Today people buy all types of worthless and non-FDA approved "nutritional supplements," Silber said. Or they try operations and "male enhancement formulas." Silber said all of these are "no more effective than these fertility statues."
"The joke is sometimes they seem to work and some will swear by them," Silber said. "That is because even infertility patients will sometimes get pregnant without any treatment at all, not even by rubbing a fertility statue. In fact that is why even 4,000 years ago idol worship also seemed to work."
Fertility Statues
In the spirit of Mothers' Day we headed over to the Times Square odditorium to check out the two "Gods of Fertility" statues from the Baga people, who come from the northern coast of Guinea and the southern coast of Guinea-Bissau in Africa.
"In the African Baga culture, Queen Nimba represents the ideal fertile woman, so at harvest time and wedding ceremonies, the Nimba statues are called upon to inspire fertility in both the crops and the newlyweds," reads a sign next to the two New York statues.
Legend has it, that contact with the Nimba statue "dramatically increases the odds of pregnancy." At least they acknowledge that it's legend.
Ripley's then warns visitors to "Touch at your own risk!"
"From our present understanding of the biology of reproduction, there are would be little to suggest that there is a basis for these objects having an effect on fertility," said Dr. William E. Gibbons, president of the American Society of Reproductive Medicine. "But, even today there are beliefs or opinions about behaviors concerning fertility that are deeply held that are culturally, not medically based and exist on the internet or incorporate medical 'opinion'."
General Manager Michael Hirsch personally knows all about the power of the statues.
He and his wife got married in December 2006 and started trying to have a baby almost immediately. They tried for three years with no luck.
You see where this is going ?
"My wife's a psychologist," Hirsch said, "but I finally convinced her to come in and touch the statues, and three months later we were pregnant."
Now they have a four-and-a-half-month old daughter, Alexandra.
"I'm not going to tell people that they come here and they will become pregnant," Hirsch said.
But he theorized that maybe touching the statues helps remove some of the stress and pressure of trying to get pregnant.
"For whatever it's worth, we're very happy parents now," he said. "I take the position of: it can't hurt."
Typically, visitors have two reactions to the figures.
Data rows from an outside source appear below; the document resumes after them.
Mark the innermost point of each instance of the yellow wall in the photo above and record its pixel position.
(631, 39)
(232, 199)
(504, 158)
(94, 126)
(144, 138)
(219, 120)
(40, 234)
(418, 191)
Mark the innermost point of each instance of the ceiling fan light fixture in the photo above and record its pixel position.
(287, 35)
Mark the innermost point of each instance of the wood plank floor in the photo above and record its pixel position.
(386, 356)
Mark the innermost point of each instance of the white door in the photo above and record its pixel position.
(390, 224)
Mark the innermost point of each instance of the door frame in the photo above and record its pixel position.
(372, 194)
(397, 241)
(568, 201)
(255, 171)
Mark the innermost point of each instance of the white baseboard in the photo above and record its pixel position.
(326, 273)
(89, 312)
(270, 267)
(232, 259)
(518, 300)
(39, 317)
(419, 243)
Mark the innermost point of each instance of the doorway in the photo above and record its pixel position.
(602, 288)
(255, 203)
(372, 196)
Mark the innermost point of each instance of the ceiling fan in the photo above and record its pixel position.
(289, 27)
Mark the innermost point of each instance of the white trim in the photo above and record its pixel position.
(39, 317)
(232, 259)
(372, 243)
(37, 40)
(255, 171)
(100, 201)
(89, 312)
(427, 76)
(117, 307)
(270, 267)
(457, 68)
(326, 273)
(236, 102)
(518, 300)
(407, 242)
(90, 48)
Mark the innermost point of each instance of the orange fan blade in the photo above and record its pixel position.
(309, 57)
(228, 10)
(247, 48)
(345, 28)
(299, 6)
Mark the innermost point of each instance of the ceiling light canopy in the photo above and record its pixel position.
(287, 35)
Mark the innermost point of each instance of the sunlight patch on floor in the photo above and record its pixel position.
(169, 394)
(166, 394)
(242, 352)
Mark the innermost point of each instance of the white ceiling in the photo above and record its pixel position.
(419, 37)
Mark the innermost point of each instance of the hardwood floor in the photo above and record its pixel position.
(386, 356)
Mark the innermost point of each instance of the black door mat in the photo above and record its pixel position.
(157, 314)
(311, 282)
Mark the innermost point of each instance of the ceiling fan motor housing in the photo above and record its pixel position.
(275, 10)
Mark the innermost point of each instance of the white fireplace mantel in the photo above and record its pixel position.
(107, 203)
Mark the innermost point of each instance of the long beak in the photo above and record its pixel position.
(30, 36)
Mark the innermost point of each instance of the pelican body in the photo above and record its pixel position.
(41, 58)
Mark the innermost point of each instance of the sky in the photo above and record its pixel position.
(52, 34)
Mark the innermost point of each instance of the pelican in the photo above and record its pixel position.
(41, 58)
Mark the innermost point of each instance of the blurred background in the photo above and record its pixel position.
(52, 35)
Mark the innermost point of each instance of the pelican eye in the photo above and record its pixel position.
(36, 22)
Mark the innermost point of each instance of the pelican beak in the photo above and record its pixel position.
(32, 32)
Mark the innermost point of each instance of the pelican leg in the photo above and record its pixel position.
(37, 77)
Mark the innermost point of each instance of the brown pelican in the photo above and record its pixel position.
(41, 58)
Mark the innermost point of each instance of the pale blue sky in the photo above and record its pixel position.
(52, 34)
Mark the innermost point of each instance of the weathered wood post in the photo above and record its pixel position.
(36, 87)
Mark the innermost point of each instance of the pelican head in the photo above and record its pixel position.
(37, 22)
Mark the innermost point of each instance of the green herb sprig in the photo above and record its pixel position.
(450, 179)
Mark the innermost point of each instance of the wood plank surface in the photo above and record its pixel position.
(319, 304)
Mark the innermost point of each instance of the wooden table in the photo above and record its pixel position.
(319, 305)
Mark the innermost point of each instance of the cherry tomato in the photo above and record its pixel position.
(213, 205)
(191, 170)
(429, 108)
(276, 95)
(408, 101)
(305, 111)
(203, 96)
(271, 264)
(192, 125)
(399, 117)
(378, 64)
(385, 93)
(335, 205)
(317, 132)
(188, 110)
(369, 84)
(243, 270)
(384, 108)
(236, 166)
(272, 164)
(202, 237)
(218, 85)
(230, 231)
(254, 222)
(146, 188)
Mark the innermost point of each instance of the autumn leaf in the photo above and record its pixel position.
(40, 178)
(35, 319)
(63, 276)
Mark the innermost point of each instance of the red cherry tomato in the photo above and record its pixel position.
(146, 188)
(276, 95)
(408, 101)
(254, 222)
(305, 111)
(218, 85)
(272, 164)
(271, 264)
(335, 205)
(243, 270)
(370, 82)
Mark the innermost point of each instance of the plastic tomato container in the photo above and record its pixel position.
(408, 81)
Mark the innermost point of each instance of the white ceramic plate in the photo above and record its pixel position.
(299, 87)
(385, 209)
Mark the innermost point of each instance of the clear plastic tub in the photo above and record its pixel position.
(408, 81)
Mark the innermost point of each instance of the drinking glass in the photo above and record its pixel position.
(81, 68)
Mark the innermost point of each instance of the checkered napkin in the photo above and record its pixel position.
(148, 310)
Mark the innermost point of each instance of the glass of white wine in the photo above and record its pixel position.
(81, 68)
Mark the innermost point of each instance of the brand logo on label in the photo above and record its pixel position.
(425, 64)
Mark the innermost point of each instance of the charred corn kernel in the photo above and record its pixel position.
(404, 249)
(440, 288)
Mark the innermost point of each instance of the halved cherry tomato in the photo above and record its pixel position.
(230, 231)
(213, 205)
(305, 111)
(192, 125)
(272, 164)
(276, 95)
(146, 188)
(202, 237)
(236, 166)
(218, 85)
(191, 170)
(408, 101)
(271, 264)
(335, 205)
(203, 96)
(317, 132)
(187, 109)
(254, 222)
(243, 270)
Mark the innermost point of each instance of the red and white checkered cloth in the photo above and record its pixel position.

There are those who seriously rub it and those who want nothing to do with it.
"A lot of people joke around and don't want to touch it," Hirsch said.
And then there are those who first touch the statues and then read the sign explaining them and squeal.
Ripley's Times Square has a few other fertility items, although you can't touch the others and they don't hold quite the same appeal.
First is the Mendes girl's initiation mask.
"Initiation masks like this are placed on teenage girls during the ceremonial circumcision every girl must endure to mark her passage into womanhood," the descriptive sign reads. "Worn like a helmet, it completely covers the face and head -- probably because it's best not to watch!"
Ripley's calls it the "Not So Sweet 16."
Nearby -- and this you also can't touch -- is a Ciwara fertility statue. In the Mali culture of West Africa, according to Ripley's, the Ciwara is a mythical antelope sent to Earth by a supreme god to teach man how to till the soil and sustain life. Adorned with tufts of antelope fur to enhance its power and beauty, this 7-foot-tall icon is skillfully carved from a single piece of wood.
Ripley's Times Square is offering free admission on Mothers' Day to any mom who brings children to Ripley's. And for the rest of the month, moms get 15 percent off in Times Square on Sundays.
As for moms-to-be, well, they'll have to pay full price for now.